TVR 2016 evaluates the sustainability performance of 22 global companies, assessing company preparedness and, for the first time, an evaluation of sector criteria – the degree to which a company’s activity on selected sustainability related aspects (weighted by sector) is delivering business value.
Targets remain lacking
Companies continue to perform poorly with regards to corporate target setting. The TVR 2016 finds that targets are too often vague and accountability for their achievement is unclear. In setting targets, the wider supply chain is often not considered to fully understand where the company has the ability to influence their impact effectively.
Materiality middle ground
Few companies are able to demonstrate leadership in stakeholder engagement and materiality in this year’s research, yet few are doing it badly.
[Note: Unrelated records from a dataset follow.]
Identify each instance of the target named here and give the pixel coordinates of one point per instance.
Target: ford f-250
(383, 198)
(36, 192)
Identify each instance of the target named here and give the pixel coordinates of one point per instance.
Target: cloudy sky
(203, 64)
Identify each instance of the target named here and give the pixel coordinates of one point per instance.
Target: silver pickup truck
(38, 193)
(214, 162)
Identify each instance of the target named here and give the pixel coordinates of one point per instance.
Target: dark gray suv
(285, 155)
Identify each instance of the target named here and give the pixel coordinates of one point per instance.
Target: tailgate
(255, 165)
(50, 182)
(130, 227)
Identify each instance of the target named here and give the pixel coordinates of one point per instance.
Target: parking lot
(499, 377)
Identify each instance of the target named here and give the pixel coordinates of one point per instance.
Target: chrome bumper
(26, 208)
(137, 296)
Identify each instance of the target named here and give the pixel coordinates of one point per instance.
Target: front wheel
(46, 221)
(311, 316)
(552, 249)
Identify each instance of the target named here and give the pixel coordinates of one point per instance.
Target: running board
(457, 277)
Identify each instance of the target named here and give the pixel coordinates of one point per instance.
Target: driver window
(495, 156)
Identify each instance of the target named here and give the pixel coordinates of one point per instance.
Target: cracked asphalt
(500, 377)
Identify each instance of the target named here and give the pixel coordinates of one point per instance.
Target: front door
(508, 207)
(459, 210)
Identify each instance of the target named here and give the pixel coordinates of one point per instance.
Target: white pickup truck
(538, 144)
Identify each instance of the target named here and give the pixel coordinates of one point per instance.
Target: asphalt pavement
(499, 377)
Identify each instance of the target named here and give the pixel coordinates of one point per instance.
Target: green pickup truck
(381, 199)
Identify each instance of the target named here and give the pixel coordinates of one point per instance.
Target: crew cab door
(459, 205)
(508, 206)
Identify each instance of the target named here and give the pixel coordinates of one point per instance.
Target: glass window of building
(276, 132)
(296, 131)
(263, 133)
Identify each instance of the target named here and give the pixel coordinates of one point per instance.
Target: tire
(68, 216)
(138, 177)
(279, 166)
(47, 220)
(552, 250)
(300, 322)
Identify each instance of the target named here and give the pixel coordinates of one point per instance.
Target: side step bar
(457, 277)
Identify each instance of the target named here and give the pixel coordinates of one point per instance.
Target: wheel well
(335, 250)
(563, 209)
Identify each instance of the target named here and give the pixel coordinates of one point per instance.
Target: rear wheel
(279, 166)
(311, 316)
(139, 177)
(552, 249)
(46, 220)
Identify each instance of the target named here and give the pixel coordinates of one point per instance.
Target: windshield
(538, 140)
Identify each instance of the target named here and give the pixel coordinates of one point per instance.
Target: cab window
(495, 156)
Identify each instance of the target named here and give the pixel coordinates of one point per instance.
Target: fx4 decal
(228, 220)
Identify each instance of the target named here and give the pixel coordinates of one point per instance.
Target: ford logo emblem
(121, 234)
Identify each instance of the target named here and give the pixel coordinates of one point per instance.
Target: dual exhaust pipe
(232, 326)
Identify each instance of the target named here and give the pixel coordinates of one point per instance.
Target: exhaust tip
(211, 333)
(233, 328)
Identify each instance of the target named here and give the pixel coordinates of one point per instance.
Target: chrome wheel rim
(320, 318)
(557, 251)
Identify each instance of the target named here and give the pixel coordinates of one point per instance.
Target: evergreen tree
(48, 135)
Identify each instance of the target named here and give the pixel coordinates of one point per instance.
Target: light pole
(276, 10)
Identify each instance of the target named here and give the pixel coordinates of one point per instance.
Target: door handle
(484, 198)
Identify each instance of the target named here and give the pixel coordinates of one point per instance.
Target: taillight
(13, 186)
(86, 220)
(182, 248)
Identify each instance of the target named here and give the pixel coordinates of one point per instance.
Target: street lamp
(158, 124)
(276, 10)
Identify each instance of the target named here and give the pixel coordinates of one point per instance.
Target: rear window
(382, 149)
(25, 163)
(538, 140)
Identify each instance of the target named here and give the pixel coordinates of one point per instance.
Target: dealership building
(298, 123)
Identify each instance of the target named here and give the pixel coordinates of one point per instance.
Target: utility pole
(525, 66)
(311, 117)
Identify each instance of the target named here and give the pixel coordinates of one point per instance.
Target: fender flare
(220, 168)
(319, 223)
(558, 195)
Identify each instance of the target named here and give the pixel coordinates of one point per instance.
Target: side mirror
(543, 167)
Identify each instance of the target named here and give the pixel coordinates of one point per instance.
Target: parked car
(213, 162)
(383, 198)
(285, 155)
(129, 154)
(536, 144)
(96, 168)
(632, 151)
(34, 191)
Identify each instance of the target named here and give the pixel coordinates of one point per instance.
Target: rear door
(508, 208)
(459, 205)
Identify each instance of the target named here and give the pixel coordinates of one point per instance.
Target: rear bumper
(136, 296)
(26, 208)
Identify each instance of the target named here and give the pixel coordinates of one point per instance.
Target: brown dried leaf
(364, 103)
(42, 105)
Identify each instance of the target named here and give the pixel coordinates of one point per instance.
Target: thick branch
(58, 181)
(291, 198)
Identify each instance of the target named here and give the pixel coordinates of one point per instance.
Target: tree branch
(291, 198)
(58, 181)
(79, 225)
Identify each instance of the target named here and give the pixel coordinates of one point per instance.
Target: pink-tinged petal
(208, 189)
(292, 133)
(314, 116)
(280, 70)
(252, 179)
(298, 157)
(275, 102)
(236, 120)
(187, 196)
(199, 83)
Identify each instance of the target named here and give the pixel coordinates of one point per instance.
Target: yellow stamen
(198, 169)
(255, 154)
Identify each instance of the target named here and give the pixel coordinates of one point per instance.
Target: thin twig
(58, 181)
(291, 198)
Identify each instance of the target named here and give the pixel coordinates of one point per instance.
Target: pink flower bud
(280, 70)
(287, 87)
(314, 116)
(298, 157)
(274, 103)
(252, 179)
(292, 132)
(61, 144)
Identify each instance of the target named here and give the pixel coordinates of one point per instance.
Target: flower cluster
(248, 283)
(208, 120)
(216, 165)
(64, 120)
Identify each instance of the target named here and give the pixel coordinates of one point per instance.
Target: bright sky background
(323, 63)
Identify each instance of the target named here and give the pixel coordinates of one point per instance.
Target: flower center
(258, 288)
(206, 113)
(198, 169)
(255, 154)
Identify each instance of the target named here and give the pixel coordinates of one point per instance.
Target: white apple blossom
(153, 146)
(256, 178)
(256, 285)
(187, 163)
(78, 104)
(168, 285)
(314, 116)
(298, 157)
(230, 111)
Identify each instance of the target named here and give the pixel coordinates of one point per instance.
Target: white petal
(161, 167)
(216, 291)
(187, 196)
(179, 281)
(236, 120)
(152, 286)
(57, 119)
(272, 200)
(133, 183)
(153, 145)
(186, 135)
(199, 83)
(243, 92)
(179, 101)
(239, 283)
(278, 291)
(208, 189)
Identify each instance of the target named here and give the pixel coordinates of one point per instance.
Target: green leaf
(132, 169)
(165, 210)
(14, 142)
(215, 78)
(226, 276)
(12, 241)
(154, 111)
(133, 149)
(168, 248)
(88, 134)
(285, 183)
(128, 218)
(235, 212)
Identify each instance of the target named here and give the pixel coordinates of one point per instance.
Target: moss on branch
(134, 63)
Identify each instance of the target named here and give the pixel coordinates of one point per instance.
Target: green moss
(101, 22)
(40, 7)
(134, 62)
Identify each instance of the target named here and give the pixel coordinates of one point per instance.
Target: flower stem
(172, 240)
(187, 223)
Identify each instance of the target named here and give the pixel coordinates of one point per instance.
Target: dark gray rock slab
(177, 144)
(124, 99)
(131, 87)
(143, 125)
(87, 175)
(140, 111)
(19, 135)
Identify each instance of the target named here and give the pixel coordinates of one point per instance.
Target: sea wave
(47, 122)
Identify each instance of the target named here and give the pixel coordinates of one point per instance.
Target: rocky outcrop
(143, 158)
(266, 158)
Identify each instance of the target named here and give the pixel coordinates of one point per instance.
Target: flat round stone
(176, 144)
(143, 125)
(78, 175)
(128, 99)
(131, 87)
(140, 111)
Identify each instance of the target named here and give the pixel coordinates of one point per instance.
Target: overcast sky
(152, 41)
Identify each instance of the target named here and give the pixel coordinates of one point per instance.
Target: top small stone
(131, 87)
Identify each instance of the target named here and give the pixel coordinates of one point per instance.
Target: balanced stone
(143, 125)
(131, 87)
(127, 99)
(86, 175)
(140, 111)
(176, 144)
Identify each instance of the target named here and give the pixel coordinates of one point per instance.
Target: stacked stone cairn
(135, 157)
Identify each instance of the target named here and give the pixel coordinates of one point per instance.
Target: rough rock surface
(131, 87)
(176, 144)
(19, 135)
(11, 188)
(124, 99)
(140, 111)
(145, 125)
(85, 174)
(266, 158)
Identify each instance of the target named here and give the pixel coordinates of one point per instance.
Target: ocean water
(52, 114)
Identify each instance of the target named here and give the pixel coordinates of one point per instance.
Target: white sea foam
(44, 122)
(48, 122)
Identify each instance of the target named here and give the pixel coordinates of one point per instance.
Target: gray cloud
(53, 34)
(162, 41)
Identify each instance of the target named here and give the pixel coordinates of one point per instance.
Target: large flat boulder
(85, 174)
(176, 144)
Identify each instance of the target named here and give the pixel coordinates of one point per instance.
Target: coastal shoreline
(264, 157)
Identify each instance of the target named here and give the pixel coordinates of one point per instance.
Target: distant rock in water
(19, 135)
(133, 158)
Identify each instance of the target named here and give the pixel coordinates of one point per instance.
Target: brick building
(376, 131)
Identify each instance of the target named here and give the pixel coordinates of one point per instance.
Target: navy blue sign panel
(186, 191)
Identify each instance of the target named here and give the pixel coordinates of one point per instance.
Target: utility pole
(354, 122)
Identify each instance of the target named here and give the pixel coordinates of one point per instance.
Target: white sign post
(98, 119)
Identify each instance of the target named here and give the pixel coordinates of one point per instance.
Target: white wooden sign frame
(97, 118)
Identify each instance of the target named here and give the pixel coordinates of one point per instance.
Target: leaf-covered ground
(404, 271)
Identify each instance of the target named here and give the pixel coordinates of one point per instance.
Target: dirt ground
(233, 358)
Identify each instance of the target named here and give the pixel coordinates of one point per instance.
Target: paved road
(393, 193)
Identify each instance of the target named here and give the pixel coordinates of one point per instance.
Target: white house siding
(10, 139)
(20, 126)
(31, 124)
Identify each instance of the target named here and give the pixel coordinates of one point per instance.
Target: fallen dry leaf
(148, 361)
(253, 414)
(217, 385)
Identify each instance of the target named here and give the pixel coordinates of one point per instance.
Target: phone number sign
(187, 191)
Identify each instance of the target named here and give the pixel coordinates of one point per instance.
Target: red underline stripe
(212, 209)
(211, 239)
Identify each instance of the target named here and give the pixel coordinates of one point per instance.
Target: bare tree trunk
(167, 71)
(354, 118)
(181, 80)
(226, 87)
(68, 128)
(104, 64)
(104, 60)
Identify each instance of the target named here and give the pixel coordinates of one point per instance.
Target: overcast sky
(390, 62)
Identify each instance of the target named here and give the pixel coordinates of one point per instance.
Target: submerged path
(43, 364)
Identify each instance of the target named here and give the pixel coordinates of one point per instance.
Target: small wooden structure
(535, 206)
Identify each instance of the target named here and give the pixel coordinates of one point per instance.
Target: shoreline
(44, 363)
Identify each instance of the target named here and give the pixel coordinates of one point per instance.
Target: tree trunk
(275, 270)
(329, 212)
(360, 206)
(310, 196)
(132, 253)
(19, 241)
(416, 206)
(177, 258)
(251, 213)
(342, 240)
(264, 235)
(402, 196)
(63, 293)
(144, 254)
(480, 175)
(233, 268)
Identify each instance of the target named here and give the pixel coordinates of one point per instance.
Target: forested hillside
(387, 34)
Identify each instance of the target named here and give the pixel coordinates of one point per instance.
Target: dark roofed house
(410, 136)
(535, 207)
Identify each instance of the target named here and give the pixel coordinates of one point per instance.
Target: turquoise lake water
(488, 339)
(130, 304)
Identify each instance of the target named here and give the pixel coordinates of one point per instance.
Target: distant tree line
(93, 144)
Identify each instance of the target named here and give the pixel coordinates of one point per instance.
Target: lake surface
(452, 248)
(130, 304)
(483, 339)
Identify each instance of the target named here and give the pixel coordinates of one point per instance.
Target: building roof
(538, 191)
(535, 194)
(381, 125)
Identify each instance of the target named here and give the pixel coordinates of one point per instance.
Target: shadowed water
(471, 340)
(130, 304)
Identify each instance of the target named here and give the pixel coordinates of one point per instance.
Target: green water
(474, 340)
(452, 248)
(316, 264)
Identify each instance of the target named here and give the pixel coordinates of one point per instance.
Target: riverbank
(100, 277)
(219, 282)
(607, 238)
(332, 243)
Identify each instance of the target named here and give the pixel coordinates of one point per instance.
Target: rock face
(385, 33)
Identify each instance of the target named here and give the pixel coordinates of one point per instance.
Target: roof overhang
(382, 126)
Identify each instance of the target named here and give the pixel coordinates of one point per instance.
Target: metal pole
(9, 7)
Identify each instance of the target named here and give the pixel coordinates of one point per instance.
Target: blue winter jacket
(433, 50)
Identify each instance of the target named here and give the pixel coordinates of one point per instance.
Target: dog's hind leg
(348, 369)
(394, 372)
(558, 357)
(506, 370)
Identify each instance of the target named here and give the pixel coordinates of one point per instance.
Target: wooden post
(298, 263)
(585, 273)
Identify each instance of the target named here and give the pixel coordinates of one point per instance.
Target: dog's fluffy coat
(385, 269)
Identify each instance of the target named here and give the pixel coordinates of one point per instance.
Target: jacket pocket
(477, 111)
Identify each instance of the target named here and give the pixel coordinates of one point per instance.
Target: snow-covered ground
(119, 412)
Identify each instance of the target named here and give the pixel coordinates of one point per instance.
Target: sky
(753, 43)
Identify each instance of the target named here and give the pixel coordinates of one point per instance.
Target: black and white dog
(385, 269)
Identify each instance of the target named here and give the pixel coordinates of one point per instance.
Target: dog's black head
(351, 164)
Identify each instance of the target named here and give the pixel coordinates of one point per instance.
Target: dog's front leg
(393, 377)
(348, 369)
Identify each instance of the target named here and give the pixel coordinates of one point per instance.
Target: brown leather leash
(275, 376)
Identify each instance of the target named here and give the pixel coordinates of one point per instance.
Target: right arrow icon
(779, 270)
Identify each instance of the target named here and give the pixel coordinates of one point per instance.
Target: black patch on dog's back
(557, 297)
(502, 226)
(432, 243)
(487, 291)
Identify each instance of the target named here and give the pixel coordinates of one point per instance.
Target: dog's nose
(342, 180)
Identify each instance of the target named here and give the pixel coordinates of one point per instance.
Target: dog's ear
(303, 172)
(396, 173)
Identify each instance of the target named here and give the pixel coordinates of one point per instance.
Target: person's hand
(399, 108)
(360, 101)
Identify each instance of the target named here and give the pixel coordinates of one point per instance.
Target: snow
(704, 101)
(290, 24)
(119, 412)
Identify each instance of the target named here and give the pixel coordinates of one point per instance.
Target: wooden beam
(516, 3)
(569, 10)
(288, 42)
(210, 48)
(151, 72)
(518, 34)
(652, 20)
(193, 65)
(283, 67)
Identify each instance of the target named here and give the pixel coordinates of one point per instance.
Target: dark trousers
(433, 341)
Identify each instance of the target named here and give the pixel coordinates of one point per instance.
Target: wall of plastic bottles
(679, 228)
Most companies occupy the middle ground – they selectively engage with stakeholders but lack a formal process for their identification and how to define the issues the issues they engage on. The results of engagement do not feed back into corporate strategy.
Innovation capacity
Comparing corporate strategy scores against an organisation’s capacity to innovate we observed a strong correlation. R&D spend as a proportion of revenue increases the closer an organisation is to demonstrating leadership in sustainability strategy.
Engagement from senior management
Unsurprisingly, there is close correlation with companies that demonstrate sound governance principles and those that perform well in terms of company preparedness. However, demonstrating good governance structures and supporting polices is not sufficient to guarantee good performance; our research found no link between governance and sector value. Good governance ensures senior management are given the responsibility to deliver upon sustainability commitments and drives management behaviour and performance.
Board Composition
A notable highlight from our research is the link between board independence and overall TVR score; high rates (in some cases over 90%) of independence are shown by the companies that score highly overall.
Tax consistency
Amongst the companies included in the TVR 2016, tax paid (as % of reported profit) in the past financial year was consistently around or above 20%. In response to a number of high profile cases in the media we can see companies responding and being more transparent around the tax they pay.